Асфальт перед домом на глазах темнел - моросил мелкий дождь. У
подъезда несколько девочек с ритмичными криками прыгали через резинку,
натянутую на уровне их шей - каким-то чудом они ухитрялись перекидывать
через нее ноги. Ветер пронес над моей головой рваный пластиковый пакет.

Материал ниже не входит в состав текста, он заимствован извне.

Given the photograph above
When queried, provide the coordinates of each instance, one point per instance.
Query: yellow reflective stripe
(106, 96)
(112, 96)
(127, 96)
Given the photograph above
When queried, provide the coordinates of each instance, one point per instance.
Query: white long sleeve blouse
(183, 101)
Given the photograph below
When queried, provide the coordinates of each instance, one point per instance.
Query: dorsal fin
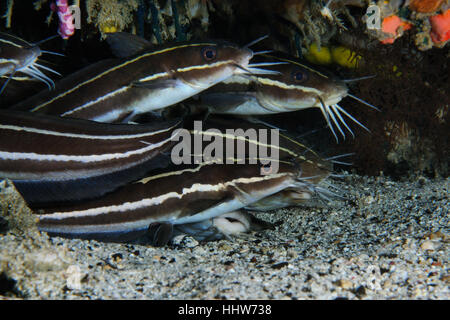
(124, 44)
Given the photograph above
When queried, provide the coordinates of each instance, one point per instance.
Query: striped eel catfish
(51, 159)
(20, 56)
(178, 197)
(143, 80)
(297, 86)
(222, 227)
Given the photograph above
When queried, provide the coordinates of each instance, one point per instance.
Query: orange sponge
(440, 27)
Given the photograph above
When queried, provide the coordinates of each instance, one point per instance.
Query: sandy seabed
(389, 240)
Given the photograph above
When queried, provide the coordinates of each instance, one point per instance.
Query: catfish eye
(209, 53)
(299, 76)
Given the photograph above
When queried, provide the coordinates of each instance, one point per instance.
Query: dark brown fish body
(119, 89)
(19, 58)
(297, 86)
(198, 199)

Ники нигде не было. Я повернул за угол и пошел в сторону леса, еще не
видного за домами. Куда именно я иду, я твердо не знал, но был уверен, что
встречу Нику. Когда я дошел до последнего дома перед пустырем, дождь почти
кончился; я повернул за угол. Она стояла перед коричневым "мерседесом" с
хамским номером, припаркованный с пижонской лихостью - одно колесо было на
тротуаре. Передняя дверь была открыта, а за стеклом курил похожий на
молодого Сталина человек в красивом полосатом пиджаке.
- Ника! Привет, - сказал я, останавливаясь.

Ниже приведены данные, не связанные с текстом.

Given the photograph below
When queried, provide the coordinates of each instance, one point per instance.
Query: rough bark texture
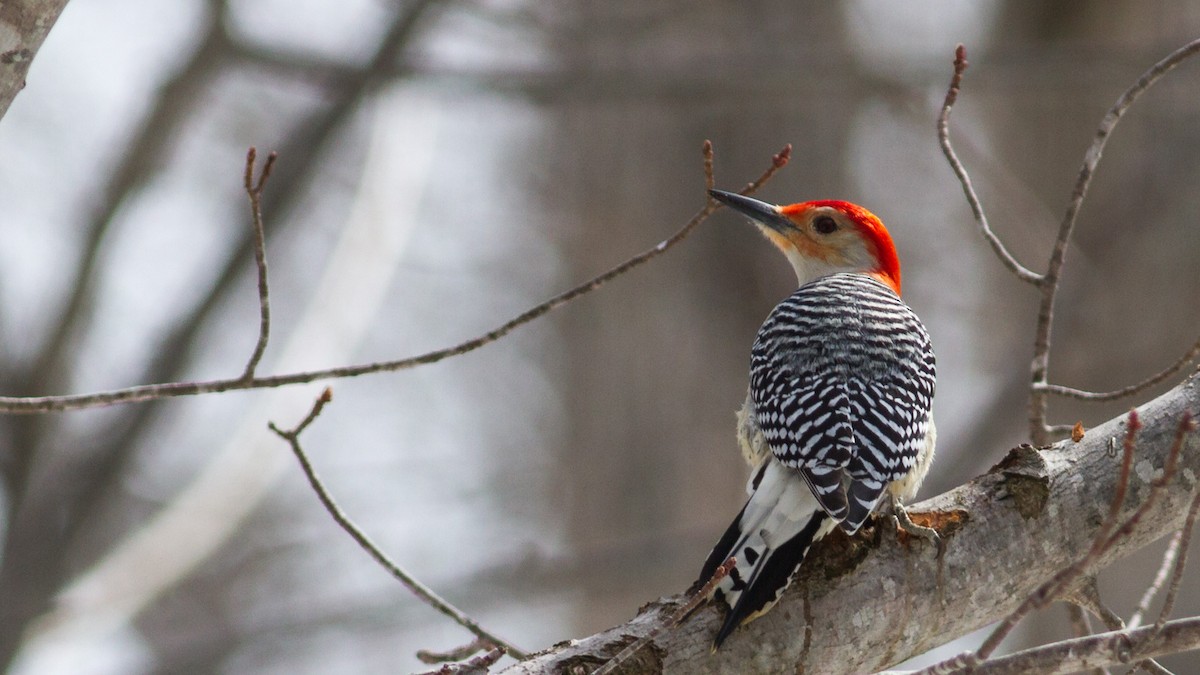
(864, 604)
(24, 24)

Она поглядела на меня, но словно не узнала. Я наклонился вперед и
уперся ладонями в колени. Мне часто говорили, что такие, как она, не
прощают обид, но я не принимал этих слов всерьез - наверно, потому, что
раньше она прощала мне все обиды. Человек в "мерседесе" брезгливо повернул
ко мне лицо и чуть нахмурился.
- Ника, прости меня, а? - стараясь не обращать на него внимания,
прошептал я и протянул к ней руки, с тоской чувствуя, до чего я похож на
молодого Чернышевского, по нужде заскочившего в петербургский подъезд и с
жестом братства поднимающегося с корточек навстречу влетевшей с мороза
девушке; меня несколько утешало, что такое сравнение вряд ли придет в
голову Нике или уже оскалившему золотые клыки грузину за ветровым стеклом.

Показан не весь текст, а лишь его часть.